London might once have been an industrial city but now it relies on natural resources. Mining, mostly. At least that’s the impression a visitor would get wandering the city’s most affluent streets. A common sight is the hoarding around a ground floor with a boxed-in conveyor belt sticking out at an awkward upward angle, spouting earth into a skip in the road. This is the sign of the space-mine, the conjuring of domestic square footage from underground as the capital’s prime natural resource.

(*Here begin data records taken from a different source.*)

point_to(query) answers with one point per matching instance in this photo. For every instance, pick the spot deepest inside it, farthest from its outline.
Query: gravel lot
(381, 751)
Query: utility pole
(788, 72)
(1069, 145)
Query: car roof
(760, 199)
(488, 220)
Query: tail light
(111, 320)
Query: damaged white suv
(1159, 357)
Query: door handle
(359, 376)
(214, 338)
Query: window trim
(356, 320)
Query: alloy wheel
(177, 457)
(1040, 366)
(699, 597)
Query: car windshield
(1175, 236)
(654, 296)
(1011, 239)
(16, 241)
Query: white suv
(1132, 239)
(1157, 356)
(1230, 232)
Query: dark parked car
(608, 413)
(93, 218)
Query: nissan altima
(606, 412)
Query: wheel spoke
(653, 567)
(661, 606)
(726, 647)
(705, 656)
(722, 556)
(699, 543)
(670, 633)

The issue of mega-basements has been back in the news recently with coverage of the feud between Holland Park neighbours Jimmy Page and Robbie Williams. The one-time Led Zeppelin guitarist is an architecture aficionado who lives in the remarkable Victorian Tower House, designed by the eccentric architect William Burges. He has argued that Mr Williams’ proposed dig would adversely affect the structural integrity of the Grade I-listed house. Mr Williams, who is planning to add to his 46-room house the usual subterranean gym and swimming pool, argues the disruption would be no worse than a passing car. Musos who might once have been throwing TVs out of their windows are now arguing about the finer points of Pre-Raphaelite interiors.

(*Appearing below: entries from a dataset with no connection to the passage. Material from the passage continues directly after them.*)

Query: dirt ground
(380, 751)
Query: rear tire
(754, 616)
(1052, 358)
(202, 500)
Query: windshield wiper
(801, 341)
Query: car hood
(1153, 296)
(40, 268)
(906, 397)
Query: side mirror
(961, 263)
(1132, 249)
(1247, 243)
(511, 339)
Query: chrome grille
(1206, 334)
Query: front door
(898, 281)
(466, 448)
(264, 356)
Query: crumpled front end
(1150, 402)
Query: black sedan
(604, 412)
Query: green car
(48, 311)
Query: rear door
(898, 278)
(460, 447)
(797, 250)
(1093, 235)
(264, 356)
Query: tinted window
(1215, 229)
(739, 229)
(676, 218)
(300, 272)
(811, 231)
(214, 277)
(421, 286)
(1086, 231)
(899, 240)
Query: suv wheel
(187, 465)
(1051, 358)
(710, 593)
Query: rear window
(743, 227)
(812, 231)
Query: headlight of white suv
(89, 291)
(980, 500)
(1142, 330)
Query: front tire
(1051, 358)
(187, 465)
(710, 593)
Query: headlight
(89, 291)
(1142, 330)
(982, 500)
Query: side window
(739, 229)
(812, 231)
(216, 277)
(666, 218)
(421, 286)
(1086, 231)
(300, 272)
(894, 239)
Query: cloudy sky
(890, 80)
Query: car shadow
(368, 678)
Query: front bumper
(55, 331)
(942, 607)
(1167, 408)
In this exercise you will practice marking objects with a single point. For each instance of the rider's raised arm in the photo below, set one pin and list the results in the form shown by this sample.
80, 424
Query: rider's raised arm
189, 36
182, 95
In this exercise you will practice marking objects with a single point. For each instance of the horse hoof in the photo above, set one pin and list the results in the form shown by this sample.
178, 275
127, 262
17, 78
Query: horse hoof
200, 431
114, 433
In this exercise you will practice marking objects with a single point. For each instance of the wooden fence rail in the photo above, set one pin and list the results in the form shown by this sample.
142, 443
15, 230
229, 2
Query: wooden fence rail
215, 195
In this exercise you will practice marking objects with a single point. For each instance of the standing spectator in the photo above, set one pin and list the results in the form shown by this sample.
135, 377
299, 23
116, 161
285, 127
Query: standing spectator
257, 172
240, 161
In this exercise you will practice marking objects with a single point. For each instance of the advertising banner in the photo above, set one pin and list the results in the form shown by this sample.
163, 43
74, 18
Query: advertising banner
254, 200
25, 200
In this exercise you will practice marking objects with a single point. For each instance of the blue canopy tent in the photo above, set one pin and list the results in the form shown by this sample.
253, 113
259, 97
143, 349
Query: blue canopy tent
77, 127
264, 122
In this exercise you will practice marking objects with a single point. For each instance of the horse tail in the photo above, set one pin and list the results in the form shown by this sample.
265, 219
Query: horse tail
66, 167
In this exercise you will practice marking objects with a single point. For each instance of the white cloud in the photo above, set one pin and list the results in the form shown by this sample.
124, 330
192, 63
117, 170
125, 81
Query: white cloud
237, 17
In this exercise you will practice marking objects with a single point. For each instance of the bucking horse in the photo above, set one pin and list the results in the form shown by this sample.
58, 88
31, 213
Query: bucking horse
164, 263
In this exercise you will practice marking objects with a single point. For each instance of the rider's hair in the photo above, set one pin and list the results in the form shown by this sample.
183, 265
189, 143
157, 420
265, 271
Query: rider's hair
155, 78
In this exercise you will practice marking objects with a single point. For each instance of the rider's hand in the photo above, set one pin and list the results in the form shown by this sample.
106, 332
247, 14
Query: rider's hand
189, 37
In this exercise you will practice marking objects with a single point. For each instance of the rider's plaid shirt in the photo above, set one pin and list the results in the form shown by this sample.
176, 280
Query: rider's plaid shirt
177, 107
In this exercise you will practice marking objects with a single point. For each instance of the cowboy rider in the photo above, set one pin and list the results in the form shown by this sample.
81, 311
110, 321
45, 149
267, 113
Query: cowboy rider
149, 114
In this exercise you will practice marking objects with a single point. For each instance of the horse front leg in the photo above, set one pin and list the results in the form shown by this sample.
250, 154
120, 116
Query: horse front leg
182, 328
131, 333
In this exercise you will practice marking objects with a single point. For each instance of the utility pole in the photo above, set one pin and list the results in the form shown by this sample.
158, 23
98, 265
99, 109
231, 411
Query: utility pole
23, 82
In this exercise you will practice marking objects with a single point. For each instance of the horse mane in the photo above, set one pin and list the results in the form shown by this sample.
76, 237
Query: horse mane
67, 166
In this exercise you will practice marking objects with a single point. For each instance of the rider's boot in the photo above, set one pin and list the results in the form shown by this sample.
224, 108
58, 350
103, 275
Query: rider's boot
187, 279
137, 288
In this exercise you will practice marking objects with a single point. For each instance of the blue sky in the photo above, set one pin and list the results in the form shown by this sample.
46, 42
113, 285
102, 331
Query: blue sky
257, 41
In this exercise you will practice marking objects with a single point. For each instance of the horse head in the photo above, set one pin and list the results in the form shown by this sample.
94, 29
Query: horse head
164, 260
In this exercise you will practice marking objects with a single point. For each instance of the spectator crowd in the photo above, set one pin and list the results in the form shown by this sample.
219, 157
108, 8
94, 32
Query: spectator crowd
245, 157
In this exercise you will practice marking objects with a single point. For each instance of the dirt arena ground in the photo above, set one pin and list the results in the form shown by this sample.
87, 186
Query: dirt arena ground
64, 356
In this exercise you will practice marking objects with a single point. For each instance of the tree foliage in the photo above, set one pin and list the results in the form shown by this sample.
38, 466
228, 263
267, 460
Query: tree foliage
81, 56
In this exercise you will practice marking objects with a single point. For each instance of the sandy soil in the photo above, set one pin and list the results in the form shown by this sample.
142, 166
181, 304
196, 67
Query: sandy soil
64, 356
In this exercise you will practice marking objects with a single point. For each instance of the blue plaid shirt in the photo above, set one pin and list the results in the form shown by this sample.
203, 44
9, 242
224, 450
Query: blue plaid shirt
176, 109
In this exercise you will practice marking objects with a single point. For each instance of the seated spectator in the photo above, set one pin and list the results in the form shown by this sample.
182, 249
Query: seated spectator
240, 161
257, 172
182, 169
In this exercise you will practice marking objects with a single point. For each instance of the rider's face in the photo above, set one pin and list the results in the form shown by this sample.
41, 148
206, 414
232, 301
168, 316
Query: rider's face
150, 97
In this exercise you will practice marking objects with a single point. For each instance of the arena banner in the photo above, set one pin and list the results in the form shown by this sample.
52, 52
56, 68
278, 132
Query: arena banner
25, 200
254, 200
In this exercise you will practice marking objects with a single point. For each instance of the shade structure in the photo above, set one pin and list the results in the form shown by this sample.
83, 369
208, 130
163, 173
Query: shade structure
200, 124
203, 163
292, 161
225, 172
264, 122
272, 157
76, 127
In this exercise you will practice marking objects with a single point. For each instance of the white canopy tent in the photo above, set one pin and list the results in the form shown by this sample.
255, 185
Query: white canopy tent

The basement boom started not in prime postcodes but among the merely-prosperous middle classes of Fulham and Wandsworth, with families expanding their cellars to accommodate relatively modest playrooms and dens. But both developers and the super-rich spotted an opportunity. Big basements had always been too expensive to be worthwhile, until London’s increasingly insane property prices flipped everything.